Fotografía aparecida en el diario La Prensa el 26 de enero de 1947
En aquellos tiempos era muy evidente la presencia de coleccionistas extranjeros que llegaron a la República Argentina, muchos de ellos escapados de las persecuciones y la guerra. Entre ellos se destacaban diversos personajes de Ucrania, Alemania, Checoslovaquia y otras naciones de Europa Oriental, los cuales llegaron con importantes colecciones en sus equipajes. Estos inmigrantes, sumados a la ya descatada presencia de coleccionistas argentinos, fueron la columna vertebral de la incipiente feria.
Durante los primeros tiempos, aquellos primeros coleccionistas que se instalaron en el Parque Rivadavia, llegaban con sus maletines, cajas y carpetas, exhibiendo sus colecciones sobre los bancos existentes en la plaza o sobre el mismo piso. Con el tiempo, hacia los años 1958 o 1959, algunos “audaces” se atrevieron a venir con unas pequeñas mesitas pues, el indudable éxito que se estaba evidenciando en la improvisada feria, hacía escasos los bancos que tenía el parque. El carácter de masivo que tomó la Feria se hace evidente en las fotografías de la época, donde la cantidad de personas que estaban canjeando o simplemente observando tenía el aspecto de multitudinario.

La Feria, si bien no tenía por aquellos años el reconocimiento oficial de las autoridades de la ciudad, pasó a formar parte, paulatinamente, de la geografía cultural de Buenos Aires. En revistas de la época, nos encontramos con artículos de divulgación donde se hace mención de nuestra existencia. El éxito de convocatoria era, a esa altura, inocultable. Hoy por hoy, la Feria de Coleccionistas del Parque Rivadavia, es la “madre” de todas la ferias pues, las referidas a libros y revistas, surgieron algunos años más tarde.

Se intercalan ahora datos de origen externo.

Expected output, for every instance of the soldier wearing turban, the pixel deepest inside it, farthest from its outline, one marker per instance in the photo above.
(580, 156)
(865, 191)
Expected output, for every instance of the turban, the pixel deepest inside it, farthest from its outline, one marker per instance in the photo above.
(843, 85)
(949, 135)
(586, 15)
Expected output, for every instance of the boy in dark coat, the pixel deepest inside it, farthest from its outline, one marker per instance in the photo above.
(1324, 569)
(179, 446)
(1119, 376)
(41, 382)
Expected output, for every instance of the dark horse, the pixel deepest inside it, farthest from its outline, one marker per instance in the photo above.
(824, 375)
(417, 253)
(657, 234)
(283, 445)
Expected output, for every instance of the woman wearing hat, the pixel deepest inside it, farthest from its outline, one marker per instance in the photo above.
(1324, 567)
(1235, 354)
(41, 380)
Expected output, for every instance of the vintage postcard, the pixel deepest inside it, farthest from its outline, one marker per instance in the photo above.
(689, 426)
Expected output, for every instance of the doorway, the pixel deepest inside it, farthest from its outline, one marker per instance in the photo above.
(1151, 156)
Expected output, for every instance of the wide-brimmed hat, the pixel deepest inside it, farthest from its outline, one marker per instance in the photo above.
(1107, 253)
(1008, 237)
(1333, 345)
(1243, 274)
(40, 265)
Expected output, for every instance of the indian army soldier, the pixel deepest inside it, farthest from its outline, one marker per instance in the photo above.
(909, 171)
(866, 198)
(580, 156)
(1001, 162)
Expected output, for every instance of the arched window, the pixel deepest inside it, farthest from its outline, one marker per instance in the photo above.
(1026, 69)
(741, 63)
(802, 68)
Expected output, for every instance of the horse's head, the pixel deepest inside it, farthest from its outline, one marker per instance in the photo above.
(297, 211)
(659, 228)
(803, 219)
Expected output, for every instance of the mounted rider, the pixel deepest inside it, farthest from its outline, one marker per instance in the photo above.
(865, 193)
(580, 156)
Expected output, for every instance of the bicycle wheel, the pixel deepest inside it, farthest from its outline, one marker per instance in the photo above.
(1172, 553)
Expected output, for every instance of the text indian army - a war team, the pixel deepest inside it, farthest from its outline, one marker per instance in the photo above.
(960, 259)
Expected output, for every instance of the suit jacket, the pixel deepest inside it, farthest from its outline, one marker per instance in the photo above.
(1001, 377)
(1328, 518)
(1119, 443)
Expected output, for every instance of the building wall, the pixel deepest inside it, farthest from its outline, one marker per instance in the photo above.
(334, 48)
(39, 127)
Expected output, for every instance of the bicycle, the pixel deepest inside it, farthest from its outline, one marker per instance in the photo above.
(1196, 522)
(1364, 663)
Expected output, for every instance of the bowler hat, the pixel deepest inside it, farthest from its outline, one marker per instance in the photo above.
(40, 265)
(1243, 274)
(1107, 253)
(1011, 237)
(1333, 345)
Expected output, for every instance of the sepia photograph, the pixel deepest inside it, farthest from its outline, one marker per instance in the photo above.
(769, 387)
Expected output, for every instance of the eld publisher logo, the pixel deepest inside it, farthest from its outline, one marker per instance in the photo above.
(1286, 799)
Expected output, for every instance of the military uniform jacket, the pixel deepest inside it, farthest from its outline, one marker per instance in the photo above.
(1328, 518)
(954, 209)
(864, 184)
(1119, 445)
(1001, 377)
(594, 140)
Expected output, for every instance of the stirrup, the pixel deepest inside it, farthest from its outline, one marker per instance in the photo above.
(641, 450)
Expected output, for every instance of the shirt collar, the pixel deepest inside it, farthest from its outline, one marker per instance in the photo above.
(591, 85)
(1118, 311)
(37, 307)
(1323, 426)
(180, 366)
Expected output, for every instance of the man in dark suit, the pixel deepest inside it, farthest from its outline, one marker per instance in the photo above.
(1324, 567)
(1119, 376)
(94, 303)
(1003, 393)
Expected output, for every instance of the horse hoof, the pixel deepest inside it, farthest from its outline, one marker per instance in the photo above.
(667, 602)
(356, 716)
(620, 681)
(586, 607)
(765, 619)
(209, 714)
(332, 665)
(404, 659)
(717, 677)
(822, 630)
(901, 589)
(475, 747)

Las primeras reglamentaciones que surgieron, a fin de ordenar el funcionamiento de la feria, fue durante la presidencia del Dr. Arturo Umberto Illia. En sus edictos se prohibía la venta de estampillas, autorizándose solo la operación de canje, lo cual solía complicar las posibilidades de obtención de los sellos. Muchos de los coleccionistas que se llegaban al Parque no iban con intenciones de canjear sino, directamente, buscar aquella pieza faltante y adquirirla. A la caída de Illia, la feria se movió con mayor libertad, permitiéndose no solo el canje sino con mayor frecuencia la compra y venta. Durante la dictadura militar (1976-1983), las autoridades militares procedieron a censarnos y ordenarnos, matizando estas actividades burocráticas con algún que otro “operativo” de las fuerzas de seguridad en búsqueda de supuestas acciones “subversivas” en el ámbito del Parque. Incluso, hubo alguna intención de derivar la Feria a un espacio preparado bajo las nuevas Autopistas construídas…

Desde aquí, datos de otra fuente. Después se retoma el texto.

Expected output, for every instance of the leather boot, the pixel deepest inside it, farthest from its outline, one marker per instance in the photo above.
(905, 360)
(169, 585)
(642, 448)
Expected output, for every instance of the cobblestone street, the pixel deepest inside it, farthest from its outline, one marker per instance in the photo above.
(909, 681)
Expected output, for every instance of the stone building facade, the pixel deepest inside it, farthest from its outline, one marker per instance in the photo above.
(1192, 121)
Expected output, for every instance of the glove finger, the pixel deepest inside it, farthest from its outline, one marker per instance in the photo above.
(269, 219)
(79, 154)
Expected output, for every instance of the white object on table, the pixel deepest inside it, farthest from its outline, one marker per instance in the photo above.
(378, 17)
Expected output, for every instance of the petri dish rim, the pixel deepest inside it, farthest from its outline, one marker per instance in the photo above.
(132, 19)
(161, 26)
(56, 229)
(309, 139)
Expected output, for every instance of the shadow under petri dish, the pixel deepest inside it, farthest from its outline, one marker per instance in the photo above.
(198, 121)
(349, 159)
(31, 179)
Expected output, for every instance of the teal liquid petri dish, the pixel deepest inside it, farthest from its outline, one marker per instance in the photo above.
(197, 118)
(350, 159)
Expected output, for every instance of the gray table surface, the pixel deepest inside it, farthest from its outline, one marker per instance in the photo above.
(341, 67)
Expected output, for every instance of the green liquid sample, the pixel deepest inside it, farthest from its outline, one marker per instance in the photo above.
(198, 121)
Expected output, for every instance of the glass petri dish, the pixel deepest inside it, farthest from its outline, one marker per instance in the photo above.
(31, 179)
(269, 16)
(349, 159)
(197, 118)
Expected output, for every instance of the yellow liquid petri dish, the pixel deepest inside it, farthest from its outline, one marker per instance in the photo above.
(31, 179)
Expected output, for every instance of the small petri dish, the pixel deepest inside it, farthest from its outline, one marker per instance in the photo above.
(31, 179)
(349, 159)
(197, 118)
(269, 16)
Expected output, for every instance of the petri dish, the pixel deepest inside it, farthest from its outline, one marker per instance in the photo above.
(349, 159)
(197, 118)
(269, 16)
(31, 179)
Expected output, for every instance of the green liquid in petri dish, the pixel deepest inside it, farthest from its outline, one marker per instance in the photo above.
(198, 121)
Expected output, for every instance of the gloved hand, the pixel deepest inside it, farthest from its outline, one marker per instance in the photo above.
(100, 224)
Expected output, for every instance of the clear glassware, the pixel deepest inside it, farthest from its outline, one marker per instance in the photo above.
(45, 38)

Pero más allá de las viscicitudes de estos años, la Feria continuó su vida y su crecimiento. A la sombra del histórico ombú, que cobija a los puestos y a los ávidos visitantes, pasaron gran cantidad de turistas interesados, así como algunas personalidades del quehacer cultural de la ciudad. Coleccionistas como Antonio Carrizo, en búsqueda de viejas postales de su pueblo natal (Villegas), Adolfo Castello, Alejandro Dolina y no pocos embajadores extranjeros acreditados en nuestro país, son solo la muestra de la importancia y el interés que despierta nuestra actividad.